A negative review of our hotel? That will be $500 please!

A remarkable story appears here in today’s Daily Telegraph newspaper about a US hotel which charges guests a $500 “fine” for every negative review posted online by them, or anyone in their party, about the hotel. The hotel’s website warns prospective guests as follows:

“If you have booked the Inn for a wedding or other type of event anywhere in the region and given us a deposit of any kind for guests to stay at USGH there will be a $500 fine that will be deducted from your deposit for every negative review of USGH placed on any Internet site by anyone in your party and/or attending your wedding or event.”

This isn’t a classic penalty clause, as it’s not a sum stipulated to be paid upon breach of contract, but it’s certainly something that would put most contractors “in terrorem”, to use the Dunlop Tyres case language, this blogger should have thought.

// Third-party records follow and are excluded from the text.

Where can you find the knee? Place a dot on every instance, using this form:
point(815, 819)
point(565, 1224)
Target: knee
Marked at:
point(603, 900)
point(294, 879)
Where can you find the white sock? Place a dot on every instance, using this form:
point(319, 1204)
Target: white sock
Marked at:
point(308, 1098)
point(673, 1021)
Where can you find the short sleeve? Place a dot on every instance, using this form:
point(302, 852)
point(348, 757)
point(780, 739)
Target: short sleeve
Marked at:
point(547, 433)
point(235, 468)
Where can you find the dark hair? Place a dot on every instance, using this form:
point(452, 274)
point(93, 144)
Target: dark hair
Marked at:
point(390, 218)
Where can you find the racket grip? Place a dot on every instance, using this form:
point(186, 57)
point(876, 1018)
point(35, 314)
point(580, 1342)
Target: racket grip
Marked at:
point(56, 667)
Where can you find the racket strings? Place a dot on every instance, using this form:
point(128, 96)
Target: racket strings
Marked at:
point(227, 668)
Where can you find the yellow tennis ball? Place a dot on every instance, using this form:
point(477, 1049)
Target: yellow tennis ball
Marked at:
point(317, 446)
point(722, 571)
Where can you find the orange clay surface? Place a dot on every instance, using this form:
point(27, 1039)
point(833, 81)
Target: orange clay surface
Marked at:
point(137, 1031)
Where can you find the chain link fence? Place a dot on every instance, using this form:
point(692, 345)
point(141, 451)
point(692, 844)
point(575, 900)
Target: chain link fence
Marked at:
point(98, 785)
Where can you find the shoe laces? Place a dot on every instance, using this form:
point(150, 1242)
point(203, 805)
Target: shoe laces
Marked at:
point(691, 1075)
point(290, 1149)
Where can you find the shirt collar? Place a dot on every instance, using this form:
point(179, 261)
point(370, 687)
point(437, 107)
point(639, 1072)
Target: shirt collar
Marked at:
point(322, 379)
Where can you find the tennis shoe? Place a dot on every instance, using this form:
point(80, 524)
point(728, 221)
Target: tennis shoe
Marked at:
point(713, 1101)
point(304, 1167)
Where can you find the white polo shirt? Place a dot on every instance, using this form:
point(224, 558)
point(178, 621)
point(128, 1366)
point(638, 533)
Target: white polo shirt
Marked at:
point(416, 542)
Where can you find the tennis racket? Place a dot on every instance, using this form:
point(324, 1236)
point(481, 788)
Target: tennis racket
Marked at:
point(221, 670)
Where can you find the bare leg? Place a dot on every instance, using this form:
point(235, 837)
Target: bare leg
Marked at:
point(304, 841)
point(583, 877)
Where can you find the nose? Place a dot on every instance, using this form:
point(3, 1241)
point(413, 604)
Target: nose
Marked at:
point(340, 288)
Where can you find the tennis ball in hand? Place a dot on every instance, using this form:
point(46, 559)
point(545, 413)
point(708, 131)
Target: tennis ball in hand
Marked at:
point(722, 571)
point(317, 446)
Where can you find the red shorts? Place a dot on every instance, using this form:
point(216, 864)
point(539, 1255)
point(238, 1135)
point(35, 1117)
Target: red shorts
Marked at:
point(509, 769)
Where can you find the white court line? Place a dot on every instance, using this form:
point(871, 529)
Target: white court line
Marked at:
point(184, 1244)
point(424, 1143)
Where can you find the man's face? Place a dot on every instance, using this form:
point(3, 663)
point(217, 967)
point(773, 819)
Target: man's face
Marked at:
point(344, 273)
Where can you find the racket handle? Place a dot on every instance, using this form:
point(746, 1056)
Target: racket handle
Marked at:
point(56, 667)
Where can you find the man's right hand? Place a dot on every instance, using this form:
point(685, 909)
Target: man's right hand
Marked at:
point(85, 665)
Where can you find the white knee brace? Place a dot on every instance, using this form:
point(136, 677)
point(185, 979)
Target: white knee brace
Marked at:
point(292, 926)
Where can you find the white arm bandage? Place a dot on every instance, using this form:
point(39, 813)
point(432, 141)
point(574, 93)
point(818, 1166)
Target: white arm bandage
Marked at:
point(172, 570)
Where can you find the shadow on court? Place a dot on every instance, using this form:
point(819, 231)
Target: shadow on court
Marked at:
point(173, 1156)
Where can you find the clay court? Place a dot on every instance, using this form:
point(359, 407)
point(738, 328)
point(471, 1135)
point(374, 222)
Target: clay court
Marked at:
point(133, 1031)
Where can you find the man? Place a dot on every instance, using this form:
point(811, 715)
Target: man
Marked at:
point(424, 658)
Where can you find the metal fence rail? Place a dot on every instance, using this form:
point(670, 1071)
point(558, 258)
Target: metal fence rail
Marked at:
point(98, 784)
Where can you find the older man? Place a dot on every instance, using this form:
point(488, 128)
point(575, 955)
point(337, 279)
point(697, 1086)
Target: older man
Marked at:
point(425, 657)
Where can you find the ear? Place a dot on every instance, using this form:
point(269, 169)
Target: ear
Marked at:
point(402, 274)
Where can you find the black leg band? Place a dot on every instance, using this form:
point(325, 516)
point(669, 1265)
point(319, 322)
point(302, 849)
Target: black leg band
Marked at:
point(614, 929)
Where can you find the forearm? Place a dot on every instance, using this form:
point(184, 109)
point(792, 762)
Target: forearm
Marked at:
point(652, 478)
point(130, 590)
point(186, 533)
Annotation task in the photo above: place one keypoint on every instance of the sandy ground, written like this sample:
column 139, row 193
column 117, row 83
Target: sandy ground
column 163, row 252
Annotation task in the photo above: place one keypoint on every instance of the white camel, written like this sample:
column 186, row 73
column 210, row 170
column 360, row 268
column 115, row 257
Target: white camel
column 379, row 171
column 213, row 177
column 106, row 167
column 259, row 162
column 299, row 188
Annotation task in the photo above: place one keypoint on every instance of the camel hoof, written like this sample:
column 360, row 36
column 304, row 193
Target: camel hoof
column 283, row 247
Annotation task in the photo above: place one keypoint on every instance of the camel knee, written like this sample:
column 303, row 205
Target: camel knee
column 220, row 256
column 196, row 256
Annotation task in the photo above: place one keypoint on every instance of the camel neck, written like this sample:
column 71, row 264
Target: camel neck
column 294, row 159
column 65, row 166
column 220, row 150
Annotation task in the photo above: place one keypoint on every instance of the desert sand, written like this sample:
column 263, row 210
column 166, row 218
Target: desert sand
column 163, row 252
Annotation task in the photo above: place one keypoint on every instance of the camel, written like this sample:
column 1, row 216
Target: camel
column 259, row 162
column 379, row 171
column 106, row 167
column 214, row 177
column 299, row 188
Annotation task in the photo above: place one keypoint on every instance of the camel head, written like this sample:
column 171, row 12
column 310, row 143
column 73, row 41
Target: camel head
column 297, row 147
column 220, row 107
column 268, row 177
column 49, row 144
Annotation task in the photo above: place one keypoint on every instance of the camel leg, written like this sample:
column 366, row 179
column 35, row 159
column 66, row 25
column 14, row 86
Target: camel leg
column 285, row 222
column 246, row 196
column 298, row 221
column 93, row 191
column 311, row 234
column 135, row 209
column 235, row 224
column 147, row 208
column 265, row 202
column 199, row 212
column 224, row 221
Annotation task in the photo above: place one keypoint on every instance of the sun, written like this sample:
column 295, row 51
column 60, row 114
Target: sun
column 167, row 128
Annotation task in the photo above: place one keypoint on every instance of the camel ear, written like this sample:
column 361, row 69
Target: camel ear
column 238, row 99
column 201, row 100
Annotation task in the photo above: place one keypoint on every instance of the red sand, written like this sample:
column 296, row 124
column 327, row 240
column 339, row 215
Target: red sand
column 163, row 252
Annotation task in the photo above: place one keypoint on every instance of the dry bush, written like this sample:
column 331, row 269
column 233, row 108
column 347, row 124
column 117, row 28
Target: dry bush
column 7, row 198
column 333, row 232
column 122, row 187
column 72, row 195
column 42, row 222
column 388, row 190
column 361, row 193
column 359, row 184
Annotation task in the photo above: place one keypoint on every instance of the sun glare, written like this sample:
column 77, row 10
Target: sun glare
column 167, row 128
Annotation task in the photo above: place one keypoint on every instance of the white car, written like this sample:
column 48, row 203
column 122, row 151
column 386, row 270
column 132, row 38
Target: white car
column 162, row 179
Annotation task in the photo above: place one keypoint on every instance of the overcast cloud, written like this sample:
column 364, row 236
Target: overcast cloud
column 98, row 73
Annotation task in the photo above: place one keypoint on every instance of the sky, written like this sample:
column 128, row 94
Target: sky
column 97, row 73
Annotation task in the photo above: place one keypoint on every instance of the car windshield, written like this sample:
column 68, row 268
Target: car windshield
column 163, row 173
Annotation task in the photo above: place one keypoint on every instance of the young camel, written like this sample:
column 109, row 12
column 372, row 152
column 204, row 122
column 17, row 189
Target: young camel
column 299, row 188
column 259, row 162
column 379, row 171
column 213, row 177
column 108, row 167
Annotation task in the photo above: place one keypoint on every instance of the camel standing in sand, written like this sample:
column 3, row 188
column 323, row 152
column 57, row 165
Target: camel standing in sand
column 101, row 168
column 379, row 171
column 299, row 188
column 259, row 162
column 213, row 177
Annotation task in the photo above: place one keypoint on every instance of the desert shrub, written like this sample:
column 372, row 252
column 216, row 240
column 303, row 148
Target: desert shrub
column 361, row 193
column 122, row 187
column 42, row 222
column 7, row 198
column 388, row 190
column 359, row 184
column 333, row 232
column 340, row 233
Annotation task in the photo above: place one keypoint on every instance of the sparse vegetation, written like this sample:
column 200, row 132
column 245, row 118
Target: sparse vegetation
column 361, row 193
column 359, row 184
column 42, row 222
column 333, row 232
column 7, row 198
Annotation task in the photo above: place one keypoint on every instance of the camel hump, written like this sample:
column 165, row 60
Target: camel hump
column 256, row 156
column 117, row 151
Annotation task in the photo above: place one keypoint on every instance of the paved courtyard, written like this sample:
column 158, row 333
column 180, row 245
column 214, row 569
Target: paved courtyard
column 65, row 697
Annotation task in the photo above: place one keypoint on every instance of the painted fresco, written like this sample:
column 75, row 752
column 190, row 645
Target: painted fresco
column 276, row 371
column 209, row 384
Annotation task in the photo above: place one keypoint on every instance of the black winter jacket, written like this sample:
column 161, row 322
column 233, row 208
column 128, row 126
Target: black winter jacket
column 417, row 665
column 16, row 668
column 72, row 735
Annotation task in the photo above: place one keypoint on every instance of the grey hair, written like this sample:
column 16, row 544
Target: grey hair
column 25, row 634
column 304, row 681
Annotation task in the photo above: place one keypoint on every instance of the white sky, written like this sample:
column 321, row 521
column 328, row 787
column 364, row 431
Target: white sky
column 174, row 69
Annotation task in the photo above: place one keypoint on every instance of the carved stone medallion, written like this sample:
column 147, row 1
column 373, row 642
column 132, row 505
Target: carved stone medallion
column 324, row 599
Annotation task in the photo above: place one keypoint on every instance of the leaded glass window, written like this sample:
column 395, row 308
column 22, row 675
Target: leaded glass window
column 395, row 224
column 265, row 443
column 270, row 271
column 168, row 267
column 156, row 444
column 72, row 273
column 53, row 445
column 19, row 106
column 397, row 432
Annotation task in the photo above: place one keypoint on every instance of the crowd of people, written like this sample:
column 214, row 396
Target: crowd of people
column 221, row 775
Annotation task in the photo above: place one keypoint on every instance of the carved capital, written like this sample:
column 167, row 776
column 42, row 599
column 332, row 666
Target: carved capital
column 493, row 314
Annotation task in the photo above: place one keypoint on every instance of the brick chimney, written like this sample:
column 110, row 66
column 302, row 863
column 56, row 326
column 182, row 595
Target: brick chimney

Whatever the legality of this purported fine in US contract law, assuming that the posted warning became a term of the contract it would be the sort of clause which would, if this were a Scottish or English case, be very likely to be struck down by the Unfair Terms in Consumer Contracts Regulations 1999 – Regulations which strike non-negotiated, unfair terms out of contracts. A term is “regarded as unfair if, contrary to the requirement of good faith, it causes a significant imbalance in the parties’ rights and obligations arising under the contract, to the detriment of the consumer.” A clause designed to prevent the customer from publicly recounting a poor level of service would, in this blogger’s view, qualify as one causing a significant imbalance in the parties’ relationship.

Safe to say, this blogger won’t be staying at the hotel in question any time soon on a visit to the US!